Comedy is underrepresented in every actor's life, because it's so bloody difficult to write. ~Michael Caine
1. How did you get started in your career and how did you become a comedy writing consultant?
I actually started in the theater—I co-founded a theater in New York called Manhattan Punch Line. It was a theater completely devoted to comedy—we did plays, presented stand-ups, improv groups, sketch groups. As part of the theater, I taught improv classes to actors, which later evolved into teaching comic acting classes, then comedy writing classes. When I came to L.A., I started teaching seminars in comedy writing, and writers and producers started asking me to give notes on their scripts. And who am I to say no?
2. What does it take to write funny?
Dorothy Parker once put it as “a sharp eye, and a wild mind.” I’d add the perception to see the absurdities of the world we live in, the courage to include yourself as part of that absurd world, and the ability to share that truth with others. And the occasional dick joke.
3. Because comedy is such a subjective genre, how does a comedy screenwriter find like-minded producers?
There are two ways: First, make it easy to find you. Nia Vardalos didn’t just sit down and write the screenplay to My Big Fat Greek Wedding and then wait for producers to call—she staged it as a one-person show and ran it until Rita Wilson and Playtone picked it up. Submit it to The Big Break Contest, or Sundance.

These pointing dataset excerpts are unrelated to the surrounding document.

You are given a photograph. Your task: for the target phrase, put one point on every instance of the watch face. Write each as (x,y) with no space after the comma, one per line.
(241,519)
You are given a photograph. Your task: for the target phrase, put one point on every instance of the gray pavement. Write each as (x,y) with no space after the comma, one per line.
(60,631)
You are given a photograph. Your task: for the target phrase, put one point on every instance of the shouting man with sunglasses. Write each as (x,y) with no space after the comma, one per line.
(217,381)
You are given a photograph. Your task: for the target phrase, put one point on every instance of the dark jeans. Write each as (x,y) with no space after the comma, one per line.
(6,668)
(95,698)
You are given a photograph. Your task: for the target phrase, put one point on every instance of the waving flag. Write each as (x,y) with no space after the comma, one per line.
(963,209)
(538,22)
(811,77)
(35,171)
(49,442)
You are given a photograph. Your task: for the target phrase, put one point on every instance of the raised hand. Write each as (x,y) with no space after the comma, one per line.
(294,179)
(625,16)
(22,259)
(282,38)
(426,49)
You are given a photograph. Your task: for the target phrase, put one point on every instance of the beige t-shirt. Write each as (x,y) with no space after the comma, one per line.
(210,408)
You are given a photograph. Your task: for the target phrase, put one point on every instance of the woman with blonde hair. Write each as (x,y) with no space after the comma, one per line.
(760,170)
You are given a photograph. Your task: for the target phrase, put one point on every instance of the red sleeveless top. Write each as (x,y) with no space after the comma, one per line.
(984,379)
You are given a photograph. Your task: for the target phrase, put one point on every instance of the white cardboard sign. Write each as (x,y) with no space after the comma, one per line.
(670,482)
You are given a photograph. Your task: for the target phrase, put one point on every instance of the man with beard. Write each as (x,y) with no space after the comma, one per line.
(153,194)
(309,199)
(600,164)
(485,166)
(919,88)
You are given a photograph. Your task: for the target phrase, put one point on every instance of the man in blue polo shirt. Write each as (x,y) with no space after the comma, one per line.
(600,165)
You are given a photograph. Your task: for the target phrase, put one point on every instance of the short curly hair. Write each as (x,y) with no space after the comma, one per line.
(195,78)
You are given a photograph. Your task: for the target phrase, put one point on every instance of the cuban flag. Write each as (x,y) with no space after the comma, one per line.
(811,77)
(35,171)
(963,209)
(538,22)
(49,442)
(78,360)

Or, and this is the second way, stop waiting to meet a producer, and produce it yourself. And then submit it to Sundance.
4. How has comedy changed over the past couple decades?
Well, things that were once taboo are no longer taboo. But that’s a two-edged sword, because you can’t just rely on shock or gross-out humor to get a laugh. But since comedy is the art of telling the truth about human beings, and since human beings haven’t really changed that much in the past 3,000 years, comedy hasn’t really changed that much either, except for delivery platforms. Pretty soon, we’ll all have an app for jokes inserted directly into our cerebral cortex.
5. What advice do you have for emerging screenwriters breaking into the industry now?
Watch films. Read screenplays. Take an improv class. Get into a writing group. And steal, steal, steal—but please, always call it “homage.”
1 comment:
There are very few times when "homage" lives up to its name. In the extras to Lord of the Rings, Peter Jackson explained that he had always been taken with a foot view of a hobbit and he reproduced the angle on screen. That added to the richness of the original artwork and I always enjoy viewing the scene with that little bit of inside knowledge. But most times, I see something copied and I just think, why am I watching this? I've seen it before.